Berpose di depan Soto Esto di Jalan Langensuko 4, Salatiga. [Badiatul Muchlisin Asti]
Berpose di depan Soto Esto di Jalan Langensuko 4, Salatiga/Badiatul Muchlisin Asti

Seperti telah saya sampaikan, soto esto masuk sebagai salah satu dari 10 Kuliner Bersejarah Salatiga (Salatiga Culinary Heritage). Karena itu, selepas tandas menyantap seporsi soto esto, saya segera menemui Sulasmi—generasi kedua penerus Soto Esto. Saya ingin mengulik sejarah Soto Esto langsung dari sumbernya.

Menurut Ibu Sulasmi—begitu kemudian saya menyapanya, Soto Esto dirintis oleh kedua orangtuanya, Martosetiko dan Sudarmi, sejak tahun 1940. Awal-awal berjualan keliling, dan ketika sore hari mangkal sebentar di depan garasi Bus Esto. Lalu pada tahun 1953 mulai berjualan menetap di depan garasi Bus Esto, sehingga kemudian nama sotonya terkenal dengan nama Soto Esto hingga sekarang. 

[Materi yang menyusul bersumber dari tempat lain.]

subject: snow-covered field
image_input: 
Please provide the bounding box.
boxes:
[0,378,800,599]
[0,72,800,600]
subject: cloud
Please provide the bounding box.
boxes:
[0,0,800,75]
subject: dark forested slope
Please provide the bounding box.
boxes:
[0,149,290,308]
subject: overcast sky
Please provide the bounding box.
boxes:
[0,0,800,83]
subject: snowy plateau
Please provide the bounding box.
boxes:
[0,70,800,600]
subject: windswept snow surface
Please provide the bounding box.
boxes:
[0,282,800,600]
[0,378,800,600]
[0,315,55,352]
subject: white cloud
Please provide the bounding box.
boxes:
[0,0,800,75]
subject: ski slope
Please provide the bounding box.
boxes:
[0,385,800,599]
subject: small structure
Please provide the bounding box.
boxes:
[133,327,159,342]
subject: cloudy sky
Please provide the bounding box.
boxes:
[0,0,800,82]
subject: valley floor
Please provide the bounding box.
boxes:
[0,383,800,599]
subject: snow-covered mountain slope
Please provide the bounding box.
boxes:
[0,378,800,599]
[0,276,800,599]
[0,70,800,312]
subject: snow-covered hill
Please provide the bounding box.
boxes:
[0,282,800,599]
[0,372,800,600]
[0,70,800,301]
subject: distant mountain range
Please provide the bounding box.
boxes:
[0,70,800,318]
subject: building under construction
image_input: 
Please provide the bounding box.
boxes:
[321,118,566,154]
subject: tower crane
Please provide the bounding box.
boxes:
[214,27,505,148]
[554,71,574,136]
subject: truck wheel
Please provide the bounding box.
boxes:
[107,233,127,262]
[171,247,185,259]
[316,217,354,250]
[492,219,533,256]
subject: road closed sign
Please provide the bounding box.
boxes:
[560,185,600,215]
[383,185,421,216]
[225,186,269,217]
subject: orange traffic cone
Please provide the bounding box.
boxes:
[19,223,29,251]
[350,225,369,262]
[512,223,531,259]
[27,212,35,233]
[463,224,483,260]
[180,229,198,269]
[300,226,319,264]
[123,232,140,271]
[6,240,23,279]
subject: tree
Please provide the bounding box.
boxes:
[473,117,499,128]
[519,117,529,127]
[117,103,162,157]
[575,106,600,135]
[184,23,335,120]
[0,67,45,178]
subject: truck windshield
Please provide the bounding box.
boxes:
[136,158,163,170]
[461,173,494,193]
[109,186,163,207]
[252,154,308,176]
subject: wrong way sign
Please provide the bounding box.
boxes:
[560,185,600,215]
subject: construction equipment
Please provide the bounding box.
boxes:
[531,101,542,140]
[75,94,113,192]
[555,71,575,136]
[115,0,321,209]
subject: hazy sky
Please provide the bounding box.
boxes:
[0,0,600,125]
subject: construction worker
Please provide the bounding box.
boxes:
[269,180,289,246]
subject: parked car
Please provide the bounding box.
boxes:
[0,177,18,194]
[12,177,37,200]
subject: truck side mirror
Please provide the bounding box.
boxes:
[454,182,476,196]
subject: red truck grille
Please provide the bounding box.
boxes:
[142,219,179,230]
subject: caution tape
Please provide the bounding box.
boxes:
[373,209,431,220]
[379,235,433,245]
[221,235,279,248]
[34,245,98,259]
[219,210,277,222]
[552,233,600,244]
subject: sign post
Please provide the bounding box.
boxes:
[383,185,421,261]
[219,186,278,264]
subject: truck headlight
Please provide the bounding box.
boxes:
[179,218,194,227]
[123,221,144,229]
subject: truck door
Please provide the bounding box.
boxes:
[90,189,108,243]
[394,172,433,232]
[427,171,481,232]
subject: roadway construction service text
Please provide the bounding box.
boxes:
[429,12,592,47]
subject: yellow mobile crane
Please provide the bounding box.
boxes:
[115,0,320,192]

Saat Martosetiko masih berjualan keliling, kelezatan sotonya memikat lidah para kru Bus Esto. Sehingga mereka menjadikan soto itu sebagai langganan. Pelanggan yang semakin ramai—tidak hanya dari kru Bus Esto, membuat pemilik bus memberikan tempat berjualan di depan garasi pada tahun 1953. Sejak saat itu, Martosetiko tak perlu berjualan keliling lagi.

Esto sendiri merupakan nama bagi perusahaan otobus legendaris di Salatiga yang tercatat telah berdiri sejak zaman kolonial Belanda. Purwanti Asih Anna Levi dalam artikel “Esto, Bus Legendaris Salatiga” (Kompasiana, 2/2/2015) menyebutkan, cikal bakal Esto adalah perusahaan transportasi pertama di Salatiga yang didirikan pada 1921 oleh Kwa Tjwan Ing. Nama Esto diberikan pada tahun 1923. Esto merupakan singkatan dari Eerste Salatigasche Transport Onderneming (Perusahaan Transportasi Pertama Salatiga). 

Dari nama tempat mangkal inilah, sekali lagi, nama Soto Esto berasal. Nama itu diberikan oleh para pembeli untuk mempermudah menyebut soto langganan mereka. Jadilah, nama Soto Esto tersemat hingga sekarang—meski pada tahun 2009 pindah berjualan ke tempatnya yang sekarang, yaitu di Jalan Langensuko No.  4 Salatiga atau belakang Grand Wahid Hotel.

Tahun 1991, Soto Esto diwariskan ke generasi kedua yaitu Sulasmi yang mengelola Soto Esto hingga sekarang. Sejarah yang panjang menjadikan Soto Esto ditetapkan sebagai salah satu dari 10 kuliner bersejarah Salatiga.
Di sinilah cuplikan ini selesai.